ACO cyber Airmen enable realistic Red Flag training

  • Published
  • By Master Sgt. Tammie Moore
  • National Air and Space Intelligence Center Public Affairs
Airmen from the National Air and Space Intelligence Center traveled to Nellis Air Force Base, Nevada, to kick Red Flag 16-3 up a notch.

Members of the NASIC Weapons and Tactics Team, which is part of the center’s Operational Requirements Squadron, participated in the combat training exercise from July 11-29.

Traditionally, NASIC has provided integrated, non-kinetic inputs to Red Flag; but this marked the first time advanced targets were available for use, taking cyber participation to the next level.

“This level of integration is unprecedented because NASIC is being integrated into the non-kinetic side due to our training environment and the target sets within that environment,” said 1st Lt. Jeffery Banner, ACO weapons and tactics chief. “It is also different because of the advanced integration being done by non-kinetic players in order to plan missions against those threat areas NASIC is responsible for..”

The addition of non-kinetic effects into the exercise provided space and cyber units the opportunity to learn how to incorporate their various capabilities into the fight. According to participants, it also helped develop trust that cyber effects will be delivered on time within the kinetic community.

“In order to win in a future conflict, we have to fight as a full, joint and potentially combined force,” Banner said. “This includes integrating space and cyber into the kinetic fight. With our adversaries producing increasingly more capable and deadly threat systems, integrating space and cyber into air operations is and will continue to be absolutely critical.”

During the Red Flag exercise to realistically train against advanced threats, the teams must harmonize non-kinetic and kinetic operations.
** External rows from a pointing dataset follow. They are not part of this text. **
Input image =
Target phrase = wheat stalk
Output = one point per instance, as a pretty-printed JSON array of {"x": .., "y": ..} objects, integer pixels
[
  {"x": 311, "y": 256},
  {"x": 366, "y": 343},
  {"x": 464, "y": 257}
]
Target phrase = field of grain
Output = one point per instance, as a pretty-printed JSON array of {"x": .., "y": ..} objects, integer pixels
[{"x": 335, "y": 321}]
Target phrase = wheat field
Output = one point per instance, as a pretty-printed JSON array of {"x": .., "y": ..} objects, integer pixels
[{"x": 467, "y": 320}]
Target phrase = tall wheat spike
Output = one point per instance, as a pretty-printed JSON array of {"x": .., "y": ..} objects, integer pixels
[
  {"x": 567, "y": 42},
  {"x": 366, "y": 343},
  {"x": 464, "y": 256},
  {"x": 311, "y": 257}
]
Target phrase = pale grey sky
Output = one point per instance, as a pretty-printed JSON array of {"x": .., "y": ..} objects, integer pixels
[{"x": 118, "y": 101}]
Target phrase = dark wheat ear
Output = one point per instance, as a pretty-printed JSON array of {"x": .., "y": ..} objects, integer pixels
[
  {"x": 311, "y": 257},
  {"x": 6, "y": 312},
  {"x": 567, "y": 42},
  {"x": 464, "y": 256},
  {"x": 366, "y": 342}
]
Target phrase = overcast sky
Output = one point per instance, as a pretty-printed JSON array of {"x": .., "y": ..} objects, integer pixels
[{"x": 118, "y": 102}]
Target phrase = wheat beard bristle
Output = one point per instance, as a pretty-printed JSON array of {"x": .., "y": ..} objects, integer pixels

“To do this cyber planners sat down with aircrew from multiple platforms such as the F-16, F-22, B-52, E/A-18 and HH-60 to learn how those aircraft operate and how cyber can better enable those aircrew to perform their mission,” Banner said. “This integration has truly enabled cyber to be a force multiplier, not just a ‘nice to have’ during various air operations like defensive counter air, offensive counter air, dynamic targeting, or personnel recovery.”

The training opportunity provided a chance for the cyber experts and pilots gain a vital understanding of how the other operates.

“(I’ve) never seen this level of integration with cyber and F-16s,” said Lt. Col. Craig Andrle, 79th Fighter Squadron commander, Shaw Air Force Base, South Carolina. “The fact that cyber players were sitting in the F-16 planning room learning about air-to-air operations and maneuvers is awesome!"

Brig. Gen. Jeannie Leavitt, 57th Wing Commander, Nellis Air Force Base, also took note of the unique capability the Weapons and Tactics Team brought to Red Flag 16-3.

“This was an incredible opportunity to collaborate with our NASIC partners," Leavitt said. "Integrating kinetic and non-kinetic effects across domains greatly increases our effectiveness as a Joint Force. This type of multi-domain integration is at the heart of the 57th Wing mission and essential in preparing our Air Force to dominate the high-end fight.”